6 tips for spring ski-tailgating success

Sun's out, guns out!
Spring après-ski dress code: Goggles stay on and just about everything else is optional. Photo: Courtesy of skyjuice on Flickr

The best beers on the planet are those within eye-shot of the mountain—usually after a bunch of runs on perfect spring snow. And those cold bevvies taste even better when you don’t have to pay through the nose to buy ’em. Save the $9 pints at the lodge/sundeck for winter and get ready for spring ski-tailgating success.

1. Prepare

Being prepared ain’t just for Boy Scouts. Prep as much food as possible before you get to the hill; that means marinating kebabs (usually the night before) as well as cutting up any burger fixings and putting them in a tray. (And packing your cooler with care—see below.) If you want to commit to tailgating in a big way, use a toolbox for commonly needed items like lighters, BBQ tools, condiment holders, cutlery (usually plastic), wet wipes, sunblock, hand sanitizer, garbage bags, and a bottle opener/corkscrew. Make sure you have enough of the necessities, like charcoal or gas, to fuel your grill. Using charcoal? Don’t forget a metal bucket for old coals.

Cooler Tetris.
A little forethought in packing your cooler will pay cold beer and tasty burger dividends. Photo: Pinterest

2. Can it

Cans are your friend. They’re easy to pack into a cooler, empties are a cinch to deal with, and you never have to tangle with with broken glass. Beer snob? No problem. There are a slew of awesome brews in cans. And boxed wine rocks.

3. BBQ

Nothing says you’re an après-ski tailgate professional like some brats, dogs, and burgers (veggie and otherwise.). If you wanna roll econo, go with the Weber Smokey Joe: It’s only about $30, weighs less than 10 pounds, is wicked portable, and has a temperature control that works well. Or go pro with the stainless-steel Weber Q 2200.
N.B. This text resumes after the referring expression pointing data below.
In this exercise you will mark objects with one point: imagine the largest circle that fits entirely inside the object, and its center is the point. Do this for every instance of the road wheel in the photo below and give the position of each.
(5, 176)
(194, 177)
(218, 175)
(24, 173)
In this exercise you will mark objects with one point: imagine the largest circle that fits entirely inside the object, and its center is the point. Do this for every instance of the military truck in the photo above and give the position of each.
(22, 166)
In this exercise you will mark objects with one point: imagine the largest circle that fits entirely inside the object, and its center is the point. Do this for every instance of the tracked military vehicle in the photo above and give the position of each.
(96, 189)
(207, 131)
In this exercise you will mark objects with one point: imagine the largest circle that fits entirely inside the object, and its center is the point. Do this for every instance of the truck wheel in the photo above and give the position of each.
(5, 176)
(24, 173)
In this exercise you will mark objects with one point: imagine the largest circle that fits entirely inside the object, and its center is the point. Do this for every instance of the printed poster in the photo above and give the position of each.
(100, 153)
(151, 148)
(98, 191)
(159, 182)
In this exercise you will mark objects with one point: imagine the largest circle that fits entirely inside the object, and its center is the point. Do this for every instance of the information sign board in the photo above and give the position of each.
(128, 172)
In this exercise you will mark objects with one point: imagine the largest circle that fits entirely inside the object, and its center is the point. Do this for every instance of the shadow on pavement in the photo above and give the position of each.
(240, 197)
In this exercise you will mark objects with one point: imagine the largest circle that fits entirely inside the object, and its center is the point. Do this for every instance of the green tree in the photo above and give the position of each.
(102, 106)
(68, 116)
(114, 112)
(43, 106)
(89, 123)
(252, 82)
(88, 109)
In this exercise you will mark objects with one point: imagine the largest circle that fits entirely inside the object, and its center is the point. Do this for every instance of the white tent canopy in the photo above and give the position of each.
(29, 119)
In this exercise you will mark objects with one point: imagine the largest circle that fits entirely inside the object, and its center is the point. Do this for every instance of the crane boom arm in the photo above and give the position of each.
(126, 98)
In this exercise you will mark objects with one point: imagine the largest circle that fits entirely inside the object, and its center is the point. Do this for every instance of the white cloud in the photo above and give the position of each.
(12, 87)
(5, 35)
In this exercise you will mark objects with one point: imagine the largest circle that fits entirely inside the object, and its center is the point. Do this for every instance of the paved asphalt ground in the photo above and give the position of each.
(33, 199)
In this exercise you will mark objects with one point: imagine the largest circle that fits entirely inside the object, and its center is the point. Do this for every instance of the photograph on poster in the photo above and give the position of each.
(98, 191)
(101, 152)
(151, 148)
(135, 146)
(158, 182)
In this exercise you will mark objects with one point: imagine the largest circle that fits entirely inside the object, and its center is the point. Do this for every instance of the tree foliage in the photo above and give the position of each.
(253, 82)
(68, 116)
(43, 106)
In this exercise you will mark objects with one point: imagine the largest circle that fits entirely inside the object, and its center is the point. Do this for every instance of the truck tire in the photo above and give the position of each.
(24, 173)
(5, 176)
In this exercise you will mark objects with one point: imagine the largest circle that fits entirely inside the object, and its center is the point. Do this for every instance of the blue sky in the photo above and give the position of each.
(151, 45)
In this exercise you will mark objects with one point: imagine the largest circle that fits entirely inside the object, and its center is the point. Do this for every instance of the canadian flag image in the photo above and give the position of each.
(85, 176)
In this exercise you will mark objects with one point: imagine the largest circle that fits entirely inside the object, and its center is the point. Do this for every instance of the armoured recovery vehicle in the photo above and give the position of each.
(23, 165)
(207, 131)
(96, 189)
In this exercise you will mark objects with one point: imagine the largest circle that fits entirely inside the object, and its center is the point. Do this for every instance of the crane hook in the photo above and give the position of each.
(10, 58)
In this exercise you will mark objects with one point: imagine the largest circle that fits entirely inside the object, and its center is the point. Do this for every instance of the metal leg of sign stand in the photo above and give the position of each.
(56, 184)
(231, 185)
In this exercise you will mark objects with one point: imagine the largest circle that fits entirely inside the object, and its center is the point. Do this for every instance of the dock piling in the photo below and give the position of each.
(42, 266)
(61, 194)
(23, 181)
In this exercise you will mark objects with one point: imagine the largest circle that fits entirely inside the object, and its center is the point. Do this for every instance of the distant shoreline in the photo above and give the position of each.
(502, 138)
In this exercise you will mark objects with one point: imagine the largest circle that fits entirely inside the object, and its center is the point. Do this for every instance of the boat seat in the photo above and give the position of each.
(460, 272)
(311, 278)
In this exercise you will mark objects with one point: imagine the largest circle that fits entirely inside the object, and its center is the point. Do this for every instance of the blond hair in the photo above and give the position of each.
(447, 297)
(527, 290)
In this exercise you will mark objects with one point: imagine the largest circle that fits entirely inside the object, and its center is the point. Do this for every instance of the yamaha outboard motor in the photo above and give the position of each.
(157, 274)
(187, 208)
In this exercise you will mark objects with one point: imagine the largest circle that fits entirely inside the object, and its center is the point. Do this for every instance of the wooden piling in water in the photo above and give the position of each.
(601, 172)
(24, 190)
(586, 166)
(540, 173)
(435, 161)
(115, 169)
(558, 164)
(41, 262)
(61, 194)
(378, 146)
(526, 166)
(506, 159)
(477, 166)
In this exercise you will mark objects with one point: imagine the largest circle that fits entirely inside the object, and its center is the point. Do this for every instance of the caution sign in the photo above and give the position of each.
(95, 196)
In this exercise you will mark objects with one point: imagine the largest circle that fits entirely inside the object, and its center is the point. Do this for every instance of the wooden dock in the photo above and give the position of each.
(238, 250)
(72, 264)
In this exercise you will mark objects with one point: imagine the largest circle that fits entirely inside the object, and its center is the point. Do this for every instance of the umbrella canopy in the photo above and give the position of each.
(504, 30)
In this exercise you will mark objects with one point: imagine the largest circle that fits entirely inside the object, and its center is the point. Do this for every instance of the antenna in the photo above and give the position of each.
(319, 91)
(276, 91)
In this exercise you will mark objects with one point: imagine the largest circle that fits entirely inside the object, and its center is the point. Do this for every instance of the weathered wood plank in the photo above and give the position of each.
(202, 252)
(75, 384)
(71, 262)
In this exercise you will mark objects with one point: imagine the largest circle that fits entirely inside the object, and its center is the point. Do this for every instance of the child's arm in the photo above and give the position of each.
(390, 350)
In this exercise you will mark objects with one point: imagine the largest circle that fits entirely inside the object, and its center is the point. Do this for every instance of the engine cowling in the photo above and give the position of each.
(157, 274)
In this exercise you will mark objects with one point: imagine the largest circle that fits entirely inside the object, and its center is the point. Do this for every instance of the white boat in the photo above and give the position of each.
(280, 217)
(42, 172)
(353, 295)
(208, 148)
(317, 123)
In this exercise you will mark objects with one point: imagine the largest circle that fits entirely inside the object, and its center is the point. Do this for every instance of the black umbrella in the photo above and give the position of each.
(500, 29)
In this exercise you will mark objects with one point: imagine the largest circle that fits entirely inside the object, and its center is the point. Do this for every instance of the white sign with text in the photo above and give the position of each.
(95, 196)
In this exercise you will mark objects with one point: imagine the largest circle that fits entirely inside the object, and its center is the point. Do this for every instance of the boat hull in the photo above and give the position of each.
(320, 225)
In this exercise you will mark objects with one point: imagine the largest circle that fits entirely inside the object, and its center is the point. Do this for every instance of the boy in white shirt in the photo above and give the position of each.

Spring fun at Arapahoe Basin.
Playa? We don’t need no stinkin’ playa. The freak flag flies proudly at the best spring ski-tailgating parties. Photo: Courtesy of skyjuice on flickr

4. Ice, ice, baby

Yeah, there’s plenty of snow to be had, but you’ll want some ice for drinks—and using what’s keeping that raw hamburger cold is just unthinkable. Bring a couple extra bags just for beverages.

5. Music

Bring a good outdoor speaker with Bluetooth that’s loud, but not loud enough to be that guy. (Litmus test to see if you’re that guy: You regularly think to yourself, “This song/album is awesome!!! EVERYONE should hear it at max volume.”) We swear by our Fugoo because it’s burly enough to be dropped again and again, waterproof, and has 40 hours of battery life. Most important? It sounds amazing. It’s also intuitive and it’s easy to connect different phones so everyone can get in on the DJing fun. Lastly, it’s so portable that it can follow the tailgate to the next logical stop: hot-tubbing.

Sometimes the perfect tailgate session starts just with a few buddies hanging out. Photo: Courtesy of kayaktherockies on Flickr

6. Frito pie chili!

No BBQ? No problem. Make a batch of chili beforehand, heat it up on a camp stove, and dole it out into single-serve bags of Fritos. This snack is portable, delicious, and has minimal cleanup.